In the future, then, instead of there being one dominant Western modernity (itself, of course, a pluralistic phenomenon), there will be many distinct modernities. It is clear that we have already entered this era of multiple modernities: by the middle of the century we will be firmly ensconced in it. Hitherto, we have lived in a Western-made and Western-dominated world, in which the economic, political and cultural traffic has been overwhelmingly one-directional, from the West to others. That is already beginning to change, becoming a two-way, or more precisely a multi-directional process. An interesting illustration of how the old pecking order is steadily being disrupted, even inverted, can be found in the world of cricket. Formerly, cricket was largely dominated by England, together with two former white settler colonies, Australia and New Zealand. But in 2008 India, which already accounted for around 80 per cent of the game’s revenues, established the Indian Premier League and its eight teams, representing various Indian cities and states, proceeded to sign up many of the world’s best cricketers, much to the chagrin of the English cricket authorities, who have always thought of themselves as the centre of the game. The future of cricket now manifestly belongs on the Indian subcontinent, where the character, flavour and evolution of the game will increasingly be determined. [419] If Manchester United and Liverpool enjoy a global fan base in football, then the likes of Punjab and Chennai may well blaze a similar trail in cricket.

The Age of the West was not only marked by economic and military dominance but by Western ascendancy in more or less every field, from culture and ideas to science and technology, painting and language to sport and medicine. Western hegemony meant anything associated with the West enjoyed a prestige and influence that other cultures did not. White skin colour has been preferred globally – in East Asia too, as we saw earlier in this chapter – because it was synonymous with Western power and wealth. Western-style clothes have been widely adopted for the same reason. English is the global lingua franca because of the overweening importance of the United States. The history of the West – in particular, the United States and Western Europe – is far more familiar to the rest of the world than that of any other country or region because the centrality of the West has meant that everyone else is obliged, or desires, to know about it.

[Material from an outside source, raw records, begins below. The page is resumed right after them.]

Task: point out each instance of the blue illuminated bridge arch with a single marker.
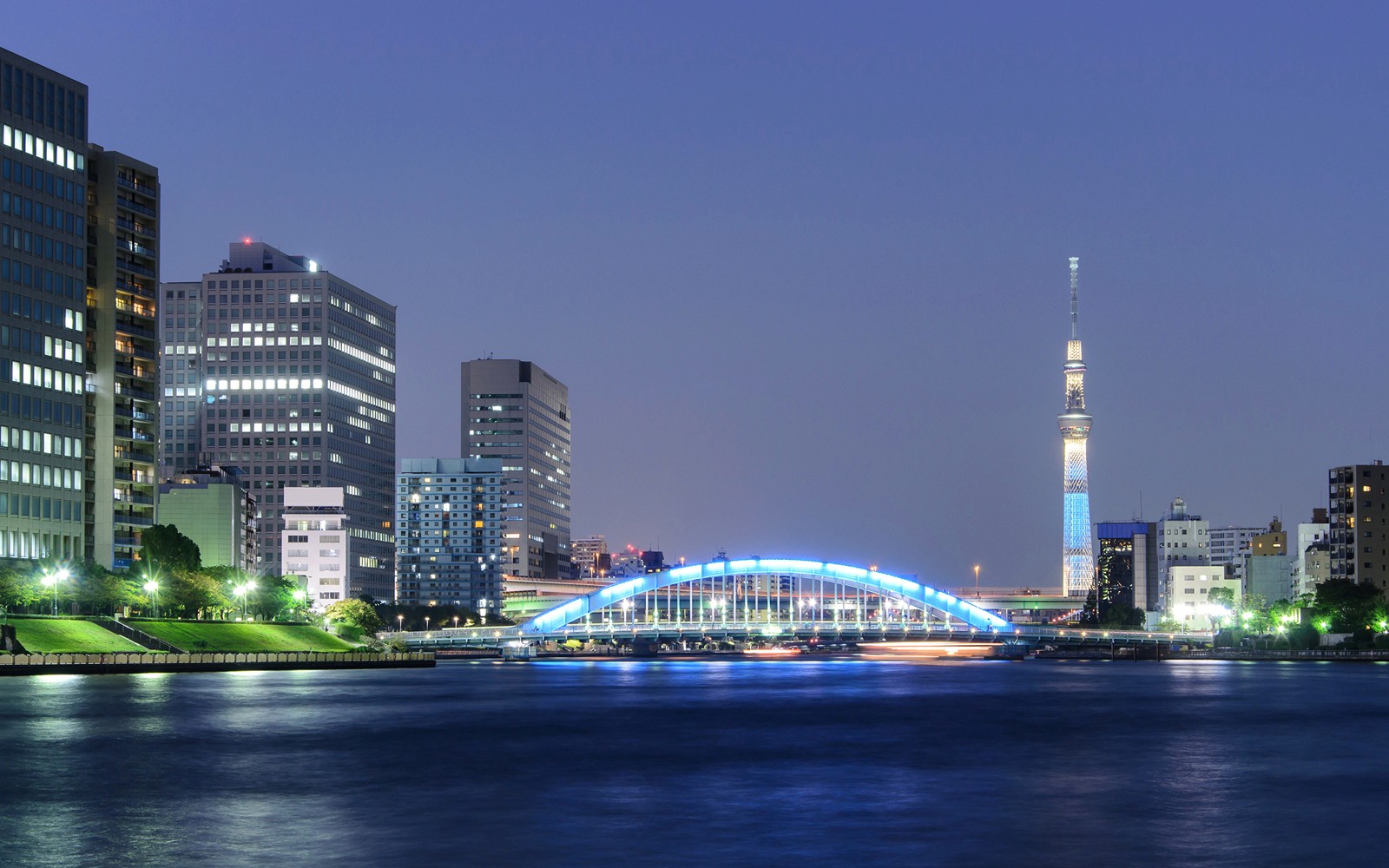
(738, 589)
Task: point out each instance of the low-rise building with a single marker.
(213, 507)
(316, 545)
(1187, 594)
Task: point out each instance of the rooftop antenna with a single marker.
(1076, 286)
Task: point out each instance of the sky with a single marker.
(805, 266)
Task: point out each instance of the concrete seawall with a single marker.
(113, 664)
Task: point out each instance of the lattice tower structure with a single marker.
(1076, 549)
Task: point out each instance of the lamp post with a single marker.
(52, 580)
(153, 589)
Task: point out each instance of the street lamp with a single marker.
(153, 589)
(52, 580)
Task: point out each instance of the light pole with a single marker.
(153, 589)
(52, 580)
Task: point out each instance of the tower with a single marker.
(1076, 553)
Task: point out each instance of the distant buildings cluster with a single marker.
(253, 407)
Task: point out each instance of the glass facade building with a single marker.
(298, 388)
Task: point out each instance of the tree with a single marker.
(1351, 608)
(168, 549)
(194, 595)
(354, 613)
(101, 590)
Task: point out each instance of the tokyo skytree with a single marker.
(1076, 553)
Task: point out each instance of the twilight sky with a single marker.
(803, 266)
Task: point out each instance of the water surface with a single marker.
(701, 763)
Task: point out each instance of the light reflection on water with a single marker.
(694, 763)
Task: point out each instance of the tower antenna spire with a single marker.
(1076, 286)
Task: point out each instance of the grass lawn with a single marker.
(45, 636)
(242, 638)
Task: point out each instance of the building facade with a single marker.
(122, 354)
(298, 391)
(1076, 549)
(212, 507)
(449, 534)
(43, 296)
(1182, 541)
(514, 411)
(587, 559)
(181, 393)
(1122, 573)
(1359, 518)
(317, 546)
(1187, 592)
(1228, 548)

Western political values and ideas are the only ones that enjoy any kind of universalism for a similar reason. But now that the West is no longer the exclusive home of modernity, with the rest of the world cast in a state of pre-modernity, the global equation changes entirely. Hinduism will no more be a byword for backwardness. Nor will Indian clothes. It will no longer be possible to dismiss Chinese political traditions as an obsolete hangover from the days of the Middle Kingdom, nor equate the Western family with modernity and dismiss those of India and China as remnants of an agrarian age. To growing numbers of people outside the West, Chinese history will become as familiar as Western history is now, if not more so. The competition, in other words, between the West and the rest will no longer be fundamentally unequal, pitting modernity against tradition, but will take place on something that will increasingly resemble a level playing field, namely between different modernities. We can already see this in the corporate world, where Korean, Japanese and Chinese companies, bearing the characteristics of the cultures from which they emanate, compete with their rather different Western counterparts, often with considerable success.